Uzman Klinik Psikolog İnci Nur Ülkü: Anne kendine iyi bakmalı ki bebeğine de iyi bakabilsin

Bebekle kurulan duygusal bağ, sağlıklı gelişimin temelini oluşturuyor

Uzman Klinik Psikolog İnci Nur Ülkü: “Anne kendine iyi bakmalı ki bebeğine de iyi bakabilsin”

ÇOCUK DOKTORU / İSTANBUL

Anne ile bebek arasındaki bağın anne karnında başladığını hatırlatan Uzman Klinik Psikolog İnci Nur Ülkü, bu ilişkinin sadece duygusal değil, fizyolojik gelişim üzerinde de büyük etkiler taşıdığını belirtiyor. Annenin ruhsal durumunun, bebeğin dünyayı algılayış biçiminden duygusal güvenliğine kadar birçok süreci etkilediğini vurgulayan Ülkü, annelere “mükemmel olmak zorunda değilsiniz, yeterince iyi olmak yeterlidir” çağrısında bulunuyor.

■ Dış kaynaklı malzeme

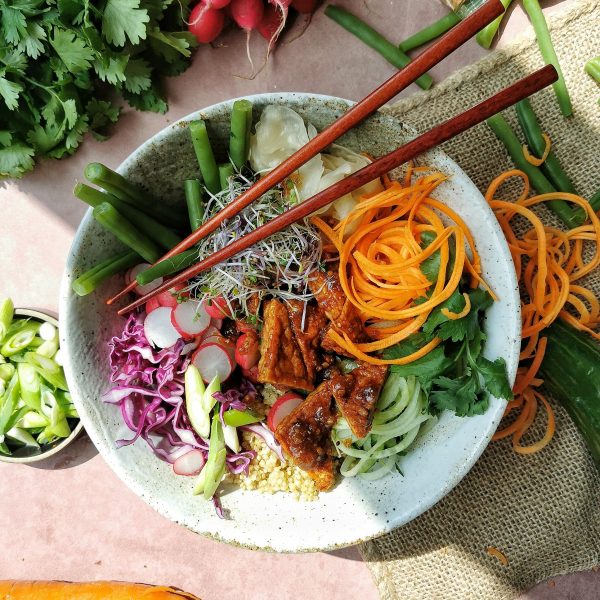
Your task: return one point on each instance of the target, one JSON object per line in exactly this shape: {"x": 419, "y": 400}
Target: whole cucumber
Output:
{"x": 571, "y": 372}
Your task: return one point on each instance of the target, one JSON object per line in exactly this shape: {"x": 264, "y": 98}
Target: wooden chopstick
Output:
{"x": 440, "y": 133}
{"x": 452, "y": 40}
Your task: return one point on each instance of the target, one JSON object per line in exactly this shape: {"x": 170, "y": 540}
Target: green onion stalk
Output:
{"x": 374, "y": 40}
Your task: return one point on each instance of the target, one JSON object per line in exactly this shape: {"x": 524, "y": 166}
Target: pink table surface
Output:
{"x": 70, "y": 517}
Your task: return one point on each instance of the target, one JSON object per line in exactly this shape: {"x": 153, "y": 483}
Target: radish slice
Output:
{"x": 159, "y": 330}
{"x": 190, "y": 463}
{"x": 247, "y": 350}
{"x": 190, "y": 318}
{"x": 151, "y": 305}
{"x": 211, "y": 331}
{"x": 190, "y": 346}
{"x": 213, "y": 359}
{"x": 142, "y": 290}
{"x": 282, "y": 408}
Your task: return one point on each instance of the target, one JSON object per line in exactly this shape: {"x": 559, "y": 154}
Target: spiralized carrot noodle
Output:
{"x": 548, "y": 262}
{"x": 380, "y": 257}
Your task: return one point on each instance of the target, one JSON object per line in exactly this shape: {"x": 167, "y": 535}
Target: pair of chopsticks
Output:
{"x": 443, "y": 132}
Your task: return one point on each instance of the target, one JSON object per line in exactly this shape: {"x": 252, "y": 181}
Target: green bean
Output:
{"x": 595, "y": 201}
{"x": 536, "y": 16}
{"x": 193, "y": 198}
{"x": 156, "y": 231}
{"x": 112, "y": 220}
{"x": 429, "y": 33}
{"x": 225, "y": 172}
{"x": 538, "y": 180}
{"x": 533, "y": 134}
{"x": 124, "y": 190}
{"x": 91, "y": 279}
{"x": 7, "y": 311}
{"x": 375, "y": 40}
{"x": 205, "y": 156}
{"x": 592, "y": 68}
{"x": 486, "y": 36}
{"x": 241, "y": 115}
{"x": 169, "y": 266}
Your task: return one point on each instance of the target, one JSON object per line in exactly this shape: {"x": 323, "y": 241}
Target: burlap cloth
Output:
{"x": 542, "y": 511}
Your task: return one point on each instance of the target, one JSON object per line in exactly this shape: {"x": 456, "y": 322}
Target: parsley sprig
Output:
{"x": 455, "y": 374}
{"x": 62, "y": 61}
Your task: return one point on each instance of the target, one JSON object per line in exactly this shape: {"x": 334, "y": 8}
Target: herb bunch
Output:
{"x": 62, "y": 62}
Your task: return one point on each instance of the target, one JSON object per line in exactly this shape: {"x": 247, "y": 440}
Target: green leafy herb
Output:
{"x": 62, "y": 60}
{"x": 455, "y": 374}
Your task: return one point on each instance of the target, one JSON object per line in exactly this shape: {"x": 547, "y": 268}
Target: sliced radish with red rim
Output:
{"x": 190, "y": 463}
{"x": 159, "y": 330}
{"x": 190, "y": 318}
{"x": 213, "y": 359}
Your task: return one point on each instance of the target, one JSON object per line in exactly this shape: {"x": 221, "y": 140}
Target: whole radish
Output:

İlk temas, hayat boyu sürecek güven duygusunun temeli

Bebeğin ilk nefesiyle başlayan annelik deneyimi, yalnızca fiziksel değil, yoğun duygusal bağlar da içeriyor. Uzman Klinik Psikolog İnci Nur Ülkü, ilk göz teması, kucaklaşma, annenin sesi ve dokunuşunun, bebeğin dünyaya dair temel güven duygusunu oluşturduğunu belirtiyor. Annenin sıcak, tutarlı ve sevgi dolu davranışları sayesinde bebek, çevresini güvenli bir yer olarak algılıyor ve bu bağlamda duygusal gelişimi de olumlu yönde şekilleniyor.

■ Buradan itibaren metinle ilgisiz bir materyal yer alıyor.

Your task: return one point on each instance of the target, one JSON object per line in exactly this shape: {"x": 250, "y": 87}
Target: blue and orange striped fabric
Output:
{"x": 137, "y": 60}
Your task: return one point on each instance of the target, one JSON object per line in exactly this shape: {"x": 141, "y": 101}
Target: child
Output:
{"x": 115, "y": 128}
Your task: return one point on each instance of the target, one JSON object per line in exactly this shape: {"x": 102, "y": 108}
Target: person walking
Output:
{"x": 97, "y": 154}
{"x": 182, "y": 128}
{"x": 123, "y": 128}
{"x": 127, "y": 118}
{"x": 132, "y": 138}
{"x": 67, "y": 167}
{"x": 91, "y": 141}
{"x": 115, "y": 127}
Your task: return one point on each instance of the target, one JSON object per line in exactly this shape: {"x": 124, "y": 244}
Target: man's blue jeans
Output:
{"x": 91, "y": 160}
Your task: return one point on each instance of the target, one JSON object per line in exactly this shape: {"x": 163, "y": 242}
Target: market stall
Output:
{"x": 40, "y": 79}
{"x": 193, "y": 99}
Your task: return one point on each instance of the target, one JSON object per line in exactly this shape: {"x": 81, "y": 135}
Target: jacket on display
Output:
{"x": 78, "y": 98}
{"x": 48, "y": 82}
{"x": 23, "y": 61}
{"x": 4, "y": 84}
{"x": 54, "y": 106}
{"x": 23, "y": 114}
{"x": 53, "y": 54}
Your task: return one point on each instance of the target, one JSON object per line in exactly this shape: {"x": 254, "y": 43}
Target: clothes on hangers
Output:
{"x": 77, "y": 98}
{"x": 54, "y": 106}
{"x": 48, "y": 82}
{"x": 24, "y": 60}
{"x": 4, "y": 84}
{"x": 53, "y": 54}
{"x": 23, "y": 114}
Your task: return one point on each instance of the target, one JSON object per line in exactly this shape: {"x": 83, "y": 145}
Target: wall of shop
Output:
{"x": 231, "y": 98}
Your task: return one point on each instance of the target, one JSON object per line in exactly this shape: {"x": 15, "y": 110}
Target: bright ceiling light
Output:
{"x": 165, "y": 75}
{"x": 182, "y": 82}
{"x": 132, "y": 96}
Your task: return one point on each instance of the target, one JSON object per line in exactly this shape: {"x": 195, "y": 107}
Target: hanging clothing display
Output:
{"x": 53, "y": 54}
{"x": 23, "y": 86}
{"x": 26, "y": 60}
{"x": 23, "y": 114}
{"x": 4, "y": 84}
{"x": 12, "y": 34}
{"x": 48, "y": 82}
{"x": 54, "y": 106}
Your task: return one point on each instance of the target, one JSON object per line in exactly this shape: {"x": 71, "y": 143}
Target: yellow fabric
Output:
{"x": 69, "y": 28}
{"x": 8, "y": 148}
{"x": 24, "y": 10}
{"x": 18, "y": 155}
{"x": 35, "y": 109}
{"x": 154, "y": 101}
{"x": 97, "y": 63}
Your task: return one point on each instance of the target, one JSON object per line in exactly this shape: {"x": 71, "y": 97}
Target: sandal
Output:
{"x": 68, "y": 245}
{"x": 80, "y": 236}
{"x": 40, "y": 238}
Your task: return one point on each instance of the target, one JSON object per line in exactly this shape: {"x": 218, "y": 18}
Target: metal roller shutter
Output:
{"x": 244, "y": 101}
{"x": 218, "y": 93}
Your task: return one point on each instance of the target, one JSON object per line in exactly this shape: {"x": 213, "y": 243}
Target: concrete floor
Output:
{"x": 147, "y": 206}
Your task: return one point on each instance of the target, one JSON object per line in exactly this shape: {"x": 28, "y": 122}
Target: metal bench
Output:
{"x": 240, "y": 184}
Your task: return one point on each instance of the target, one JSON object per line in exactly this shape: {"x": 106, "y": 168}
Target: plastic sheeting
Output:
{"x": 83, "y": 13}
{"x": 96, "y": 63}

Annenin duyguları bebeğe doğrudan yansıyor

Henüz kelimeleri bilmeyen bir bebek bile annesinin stresini, huzurunu ya da endişesini hissedebiliyor. Ülkü, bilimsel araştırmaların, annenin yüksek stres hormonunun (kortizol) bebeğe de yansıdığını ortaya koyduğunu belirterek, “Anne ne hissediyorsa, bebek onu bedensel ve duygusal olarak yansıtır” diyor. Bu nedenle, annenin iç dünyasındaki denge ve huzur, bebek için adeta bir rehber niteliği taşıyor.

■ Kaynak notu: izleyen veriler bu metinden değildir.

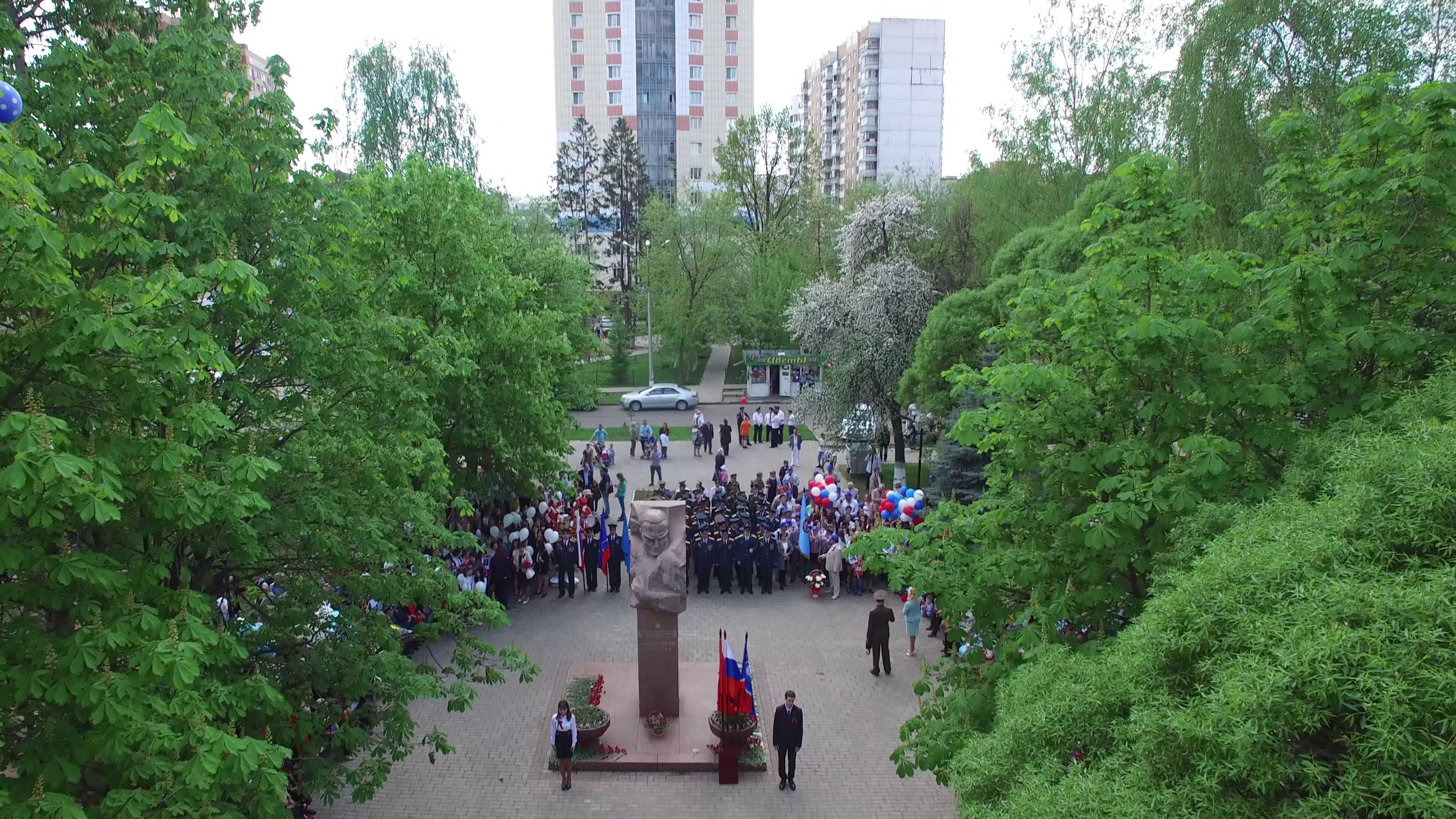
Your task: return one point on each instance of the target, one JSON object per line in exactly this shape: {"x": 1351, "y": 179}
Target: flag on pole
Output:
{"x": 747, "y": 678}
{"x": 603, "y": 549}
{"x": 734, "y": 696}
{"x": 582, "y": 543}
{"x": 804, "y": 530}
{"x": 627, "y": 544}
{"x": 723, "y": 707}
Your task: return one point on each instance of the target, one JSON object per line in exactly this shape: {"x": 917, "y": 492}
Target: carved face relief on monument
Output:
{"x": 660, "y": 570}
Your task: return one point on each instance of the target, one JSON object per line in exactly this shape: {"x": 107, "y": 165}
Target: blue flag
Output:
{"x": 627, "y": 544}
{"x": 747, "y": 678}
{"x": 804, "y": 516}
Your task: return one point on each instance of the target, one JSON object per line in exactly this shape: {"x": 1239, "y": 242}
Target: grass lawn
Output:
{"x": 601, "y": 372}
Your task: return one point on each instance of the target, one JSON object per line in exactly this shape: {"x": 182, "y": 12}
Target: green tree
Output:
{"x": 398, "y": 110}
{"x": 697, "y": 254}
{"x": 624, "y": 197}
{"x": 218, "y": 368}
{"x": 769, "y": 165}
{"x": 1088, "y": 98}
{"x": 1298, "y": 664}
{"x": 577, "y": 184}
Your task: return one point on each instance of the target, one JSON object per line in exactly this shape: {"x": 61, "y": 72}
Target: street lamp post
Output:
{"x": 651, "y": 373}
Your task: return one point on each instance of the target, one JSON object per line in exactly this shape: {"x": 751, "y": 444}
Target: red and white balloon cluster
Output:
{"x": 823, "y": 490}
{"x": 905, "y": 505}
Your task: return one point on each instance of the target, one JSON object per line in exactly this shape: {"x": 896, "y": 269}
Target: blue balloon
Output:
{"x": 11, "y": 105}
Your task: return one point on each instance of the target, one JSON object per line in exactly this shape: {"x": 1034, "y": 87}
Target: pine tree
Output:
{"x": 579, "y": 180}
{"x": 624, "y": 197}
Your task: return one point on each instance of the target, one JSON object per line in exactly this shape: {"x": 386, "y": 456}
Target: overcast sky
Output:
{"x": 501, "y": 52}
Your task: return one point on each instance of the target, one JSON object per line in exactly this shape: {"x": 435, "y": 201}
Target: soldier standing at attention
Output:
{"x": 613, "y": 559}
{"x": 724, "y": 563}
{"x": 743, "y": 559}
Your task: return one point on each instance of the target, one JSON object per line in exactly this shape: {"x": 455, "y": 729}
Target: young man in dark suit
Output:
{"x": 788, "y": 738}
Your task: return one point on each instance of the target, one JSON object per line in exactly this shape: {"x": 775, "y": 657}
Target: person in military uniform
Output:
{"x": 724, "y": 557}
{"x": 743, "y": 557}
{"x": 592, "y": 554}
{"x": 698, "y": 549}
{"x": 613, "y": 559}
{"x": 766, "y": 557}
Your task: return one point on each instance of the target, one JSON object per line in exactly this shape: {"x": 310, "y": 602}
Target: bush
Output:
{"x": 1299, "y": 665}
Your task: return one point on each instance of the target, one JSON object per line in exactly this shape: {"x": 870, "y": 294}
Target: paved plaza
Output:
{"x": 816, "y": 648}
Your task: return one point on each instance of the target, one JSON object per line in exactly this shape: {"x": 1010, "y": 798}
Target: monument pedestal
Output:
{"x": 683, "y": 745}
{"x": 657, "y": 664}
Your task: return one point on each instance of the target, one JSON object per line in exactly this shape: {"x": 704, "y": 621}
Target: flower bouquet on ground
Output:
{"x": 753, "y": 757}
{"x": 584, "y": 696}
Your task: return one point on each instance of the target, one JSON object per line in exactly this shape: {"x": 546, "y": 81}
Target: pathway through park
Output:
{"x": 816, "y": 648}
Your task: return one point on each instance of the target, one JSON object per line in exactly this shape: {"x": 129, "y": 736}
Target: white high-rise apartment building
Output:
{"x": 875, "y": 104}
{"x": 679, "y": 74}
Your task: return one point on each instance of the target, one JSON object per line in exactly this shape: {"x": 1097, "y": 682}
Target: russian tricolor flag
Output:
{"x": 734, "y": 693}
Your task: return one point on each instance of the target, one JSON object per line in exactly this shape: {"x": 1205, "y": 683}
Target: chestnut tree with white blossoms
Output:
{"x": 867, "y": 320}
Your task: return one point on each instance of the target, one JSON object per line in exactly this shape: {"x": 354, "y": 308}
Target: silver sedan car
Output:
{"x": 660, "y": 397}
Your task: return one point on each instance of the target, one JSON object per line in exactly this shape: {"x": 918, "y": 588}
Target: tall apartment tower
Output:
{"x": 875, "y": 104}
{"x": 678, "y": 72}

Doğum sonrası ruhsal sorunlar bağ kurmayı etkileyebilir

Doğum sonrası yaşanan depresyon ve anksiyete bozuklukları, annenin bebeğiyle kuracağı bağı zayıflatabiliyor. Ülkü, bu durumda annenin göz teması kurmakta zorlandığını, mimiklerinin azaldığını ve bebeğin ihtiyaçlarına yanıt veremediğini belirterek, “Bebekte aşırı ağlama, huzursuzluk, güvensizlik gibi tepkiler gelişebilir. Uzun vadede bu, çocuğun sosyal ilişkilerini ve duygusal düzenleme becerilerini de olumsuz etkileyebilir” uyarısında bulunuyor.

Yeterince iyi annelik: Mükemmel değil, duyarlı olmak önemli

Psikolojide yer alan ‘yeterince iyi anne’ kavramına dikkat çeken Ülkü, annelerin kusursuz olmak zorunda olmadığını, bebeğin sinyallerine duyarlı ve tutarlı bir şekilde yanıt vermelerinin yeterli olduğunu söylüyor. Sarılmak, göz teması kurmak, şarkı söylemek, dokunmak ve bebekle konuşmak gibi basit ama anlamlı davranışların, bebekte “ben seviliyorum ve önemseniyorum” duygusunu pekiştirdiğini belirtiyor.

Anne kendine iyi bakmalı ki bebeğine de iyi bakabilsin

Hayatın zorlukları karşısında annelerin tükenmiş hissetmesinin normal olduğunu ifade eden Ülkü, annelerin öncelikle kendilerine şefkat göstermeleri gerektiğini söylüyor. “Bir annenin kendine iyi bakması, bebeğine de iyi bakabilmesinin ön koşuludur. Bu yüzden ihtiyaçlarını fark etmesi, destek alması ve duygularını paylaşması çok kıymetlidir” diyor. Günlük kısa rahatlama teknikleri, sosyal destek gruplarına katılım ve gerektiğinde profesyonel destek alma, annenin ruhsal dayanıklılığını artıran stratejiler arasında yer alıyor.

Bebeğin sağlıklı gelişimi için yalnızca fiziksel bakım değil, duygusal bağ da hayati önem taşıyor. Uzman Klinik Psikolog İnci Nur Ülkü, annelerin kendi ruhsal dengelerini önemsemelerinin, çocuklarının da gelecekte daha sağlam bir duygusal zemin üzerinde büyümesine katkı sağlayacağını vurguluyor.